“Augury” by Scott Owens

 

I watch you in the pool
clinging to your kick board
next to a girl who already
has the look of a woman,
long hair pulled into tight bun,
earrings, face made up, confident
smile given to every stranger.
Your little girl haircut, focused
inattention, playing at horses,
dolphins, ducks, games you make up,
embody what it means to be three.
Older girls run screaming
around the pool, wild
and unafraid, suits all lycra
and lace and getting smaller.
Older still, they gather in groups,
smack pink gum between their teeth,
mostly watch, talk, laugh,
seem always aware of their bodies.
I fear how much you’ll change,
how little I can control,
how much less I should.

 

 
Scott Owens is the author of The Fractured World (Main Street Rag, 2008),
Deceptively Like a Sound (Dead Mule, 2008), The Moon His Only Companion (CPR,
1994), The Persistence of Faith (Sandstone, 1993), and the upcoming Book of Days
(Dead Mule, 2009).

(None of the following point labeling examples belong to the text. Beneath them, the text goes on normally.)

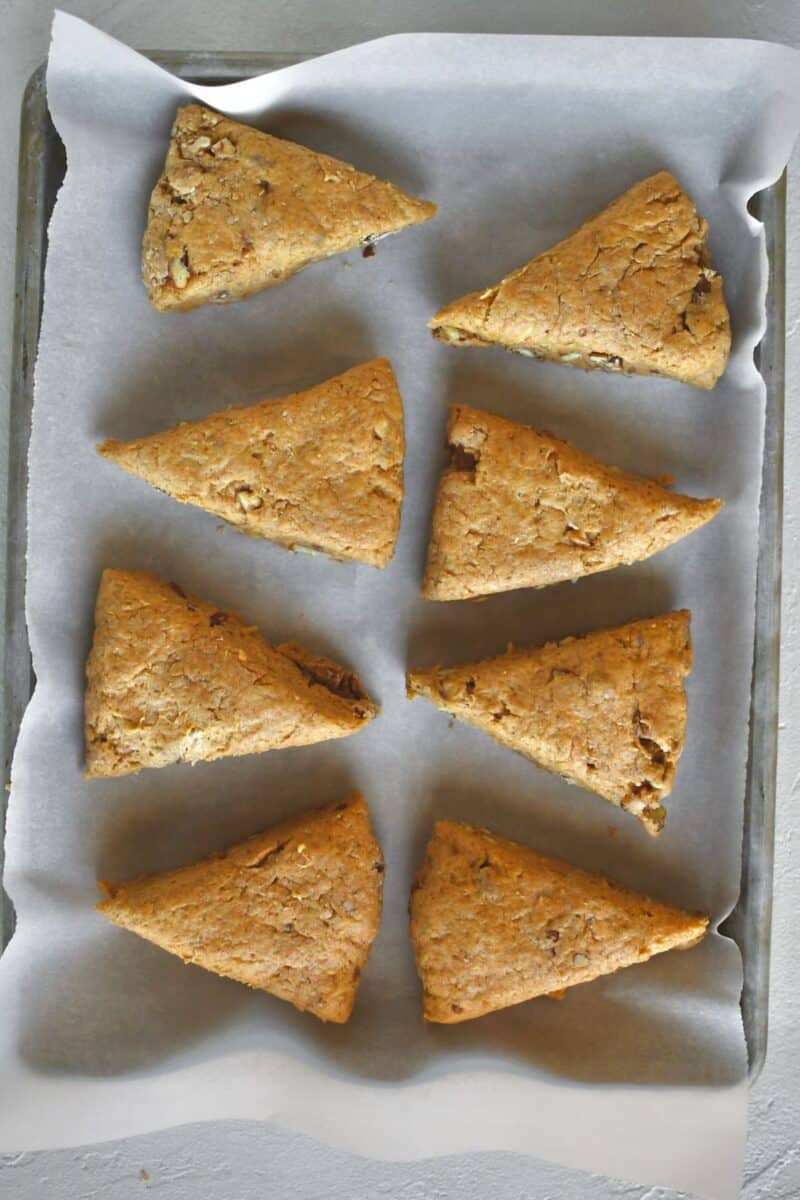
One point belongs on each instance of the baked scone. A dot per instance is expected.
(293, 911)
(170, 678)
(493, 924)
(522, 509)
(631, 291)
(606, 711)
(322, 469)
(238, 210)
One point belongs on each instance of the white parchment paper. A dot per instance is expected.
(639, 1075)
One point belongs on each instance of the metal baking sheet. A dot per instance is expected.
(41, 171)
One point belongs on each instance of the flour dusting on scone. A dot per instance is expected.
(238, 210)
(631, 291)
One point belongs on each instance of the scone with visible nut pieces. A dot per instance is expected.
(320, 469)
(631, 291)
(522, 509)
(293, 911)
(170, 678)
(238, 210)
(606, 711)
(493, 924)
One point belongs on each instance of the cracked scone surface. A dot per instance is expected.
(522, 509)
(493, 924)
(606, 711)
(631, 291)
(320, 469)
(238, 210)
(293, 911)
(170, 678)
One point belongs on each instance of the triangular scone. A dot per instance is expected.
(238, 210)
(630, 291)
(322, 469)
(176, 679)
(606, 711)
(493, 924)
(293, 911)
(521, 509)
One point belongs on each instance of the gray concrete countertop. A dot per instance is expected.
(242, 1161)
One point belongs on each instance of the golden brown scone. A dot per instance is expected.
(631, 291)
(521, 509)
(493, 924)
(606, 711)
(172, 678)
(238, 210)
(293, 911)
(320, 469)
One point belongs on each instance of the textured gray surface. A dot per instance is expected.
(244, 1161)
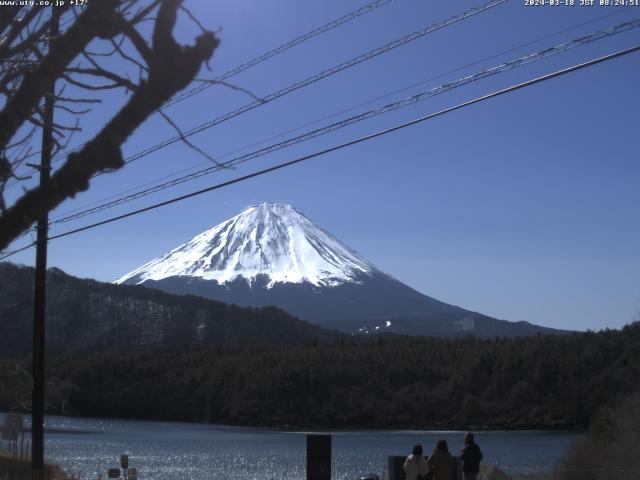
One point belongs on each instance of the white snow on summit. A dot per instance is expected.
(269, 239)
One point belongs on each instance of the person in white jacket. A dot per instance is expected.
(415, 466)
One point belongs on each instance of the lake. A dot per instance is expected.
(165, 450)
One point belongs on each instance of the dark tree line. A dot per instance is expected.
(535, 382)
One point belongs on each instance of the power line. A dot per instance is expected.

He is co-editor of Wild Goose Poetry Review, coordinator of the Poetry
Hickory reading series, and 2008 Visiting Writer at Catawba Valley Community College. His poems have appeared in Georgia Review, North American Review, Poetry East, Hayden’s Ferry Review, Cimarron Review, Greensboro Review, Chattahoochee Review, Cream City Review, Beloit Poetry Journal, and Cottonwood, among others. Born in Greenwood, SC, he is a graduate of the UNCG MFA program and now lives in Hickory, NC.